The back strain seemed like it would last forever and in a high school athlete’s career, it almost was. She spent nearly a year outside of the circle, but now that she has found her way back there isn’t much slowing her down.

“I didn’t want to strain it too much in high school, so I pretty much sat the season out pitching wise,” said Cole, now a junior. “It was pretty rough because I love this game and love pitching and I love being on the mound, that’s my spot. To not be able to do it last year was pretty tough, but the team was completely behind me last year…”

The philosophy for softball pitchers is that throwing doesn’t wear on their bodies like in baseball where starting pitchers often don’t pitch in multiple games in the same week. That notion tested Cole’s limits. She pitched nearly every inning of the Dust Devils’ run through the regional playoffs and three games of the state tournament.

“We rode her shoulders all the way,” said Dayton coach Daven Passalacqua, who was an assistant that season under former coach Dusti Houk. “And in state she did a very nice job.”

Then without much time off in between, Cole went right back to pitching for her travel team. That’s when her body let her know enough was enough.

“It was definitely playing tournament ball and high school combined,” Cole said. “I was playing out of California, which I still am, and I was pitching a lot of games with that team and I think it was just too much on my back. Because landing, when you land on your right foot, puts a lot of pressure on your back especially when we’re straight-legged. It puts a ton of strain on that side of your back.”

Cole didn’t pitch again until late April and even then, it wasn’t nearly as much as she did during her freshman season. She pitched just 36 innings, the third highest amount for the Dust Devils, and while she was as electric as ever (1.36 ERA) there was always a fear of re-injury.

The experience was not only a learning lesson for her – she changed her delivery because of it – but for her teammates, who for the first time had to find ways to win without her pitching.

“It changed big time,” infielder Mariah Collins said. “The year before, we counted on her 24/7 because they (opposing teams) had lots of harder hits off of the slower pitchers … But the speed changed it from where the ball goes.

“It helped us bond (though), we got a lot closer as a team.”

Cole returned with a vengeance this season. She struck out 17 batters in her 2010 debut against Lone Pine and has 49 through four appearances. Additionally, she has yet to give up a run this season and has allowed just four hits.

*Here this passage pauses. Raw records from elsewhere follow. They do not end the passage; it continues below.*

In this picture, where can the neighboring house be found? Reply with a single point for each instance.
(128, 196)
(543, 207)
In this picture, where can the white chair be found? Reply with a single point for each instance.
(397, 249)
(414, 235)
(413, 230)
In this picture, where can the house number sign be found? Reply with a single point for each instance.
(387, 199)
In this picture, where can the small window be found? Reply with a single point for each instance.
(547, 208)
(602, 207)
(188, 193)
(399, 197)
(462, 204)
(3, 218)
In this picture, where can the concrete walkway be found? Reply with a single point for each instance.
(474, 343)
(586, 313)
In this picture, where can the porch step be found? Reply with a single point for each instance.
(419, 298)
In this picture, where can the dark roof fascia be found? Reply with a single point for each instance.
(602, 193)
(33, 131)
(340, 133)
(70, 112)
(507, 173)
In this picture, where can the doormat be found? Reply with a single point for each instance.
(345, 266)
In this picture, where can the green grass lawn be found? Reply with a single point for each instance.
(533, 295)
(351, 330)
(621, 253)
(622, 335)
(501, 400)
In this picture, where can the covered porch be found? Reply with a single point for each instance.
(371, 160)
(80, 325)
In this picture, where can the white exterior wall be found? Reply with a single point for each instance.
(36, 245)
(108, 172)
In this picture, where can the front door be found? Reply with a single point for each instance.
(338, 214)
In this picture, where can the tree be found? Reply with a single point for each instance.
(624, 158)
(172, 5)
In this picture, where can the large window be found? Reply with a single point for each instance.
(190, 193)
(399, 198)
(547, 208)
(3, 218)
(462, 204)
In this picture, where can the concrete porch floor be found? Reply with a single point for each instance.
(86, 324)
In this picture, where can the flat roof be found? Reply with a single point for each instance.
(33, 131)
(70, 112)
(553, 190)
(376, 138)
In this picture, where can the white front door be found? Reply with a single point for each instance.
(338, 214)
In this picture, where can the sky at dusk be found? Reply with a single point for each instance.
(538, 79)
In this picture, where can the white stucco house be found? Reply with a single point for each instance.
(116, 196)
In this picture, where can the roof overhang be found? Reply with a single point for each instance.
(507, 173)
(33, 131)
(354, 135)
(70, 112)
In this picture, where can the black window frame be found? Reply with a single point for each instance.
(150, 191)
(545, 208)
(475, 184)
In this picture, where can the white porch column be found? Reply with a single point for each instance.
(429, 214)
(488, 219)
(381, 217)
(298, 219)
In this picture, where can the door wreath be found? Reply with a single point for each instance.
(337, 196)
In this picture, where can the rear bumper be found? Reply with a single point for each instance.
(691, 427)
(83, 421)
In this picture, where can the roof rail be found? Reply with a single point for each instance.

“It is a pleasure just to watch her,” Passalacqua said. “She has five really good pitches.”

Softball, though, is hardly the end of Cole’s story. Her interests extend well beyond the field as she is narrowing down her collegiate choices between Nevada, Boise State, Stanford and Princeton. The later two are possibilities for her thanks to her hard work in the classroom where she is dueling amongst two of her best friends for the class of 2013 valedictorian honors.

But no matter what happens beyond her high school and college career she doesn’t want to stray too far from sports. She is considering either a career in medicine or sports psychology.

“I’ve never had a B in my whole life,” Cole said. “I mean, I’m a complete nerd, a complete nerd to be honest.”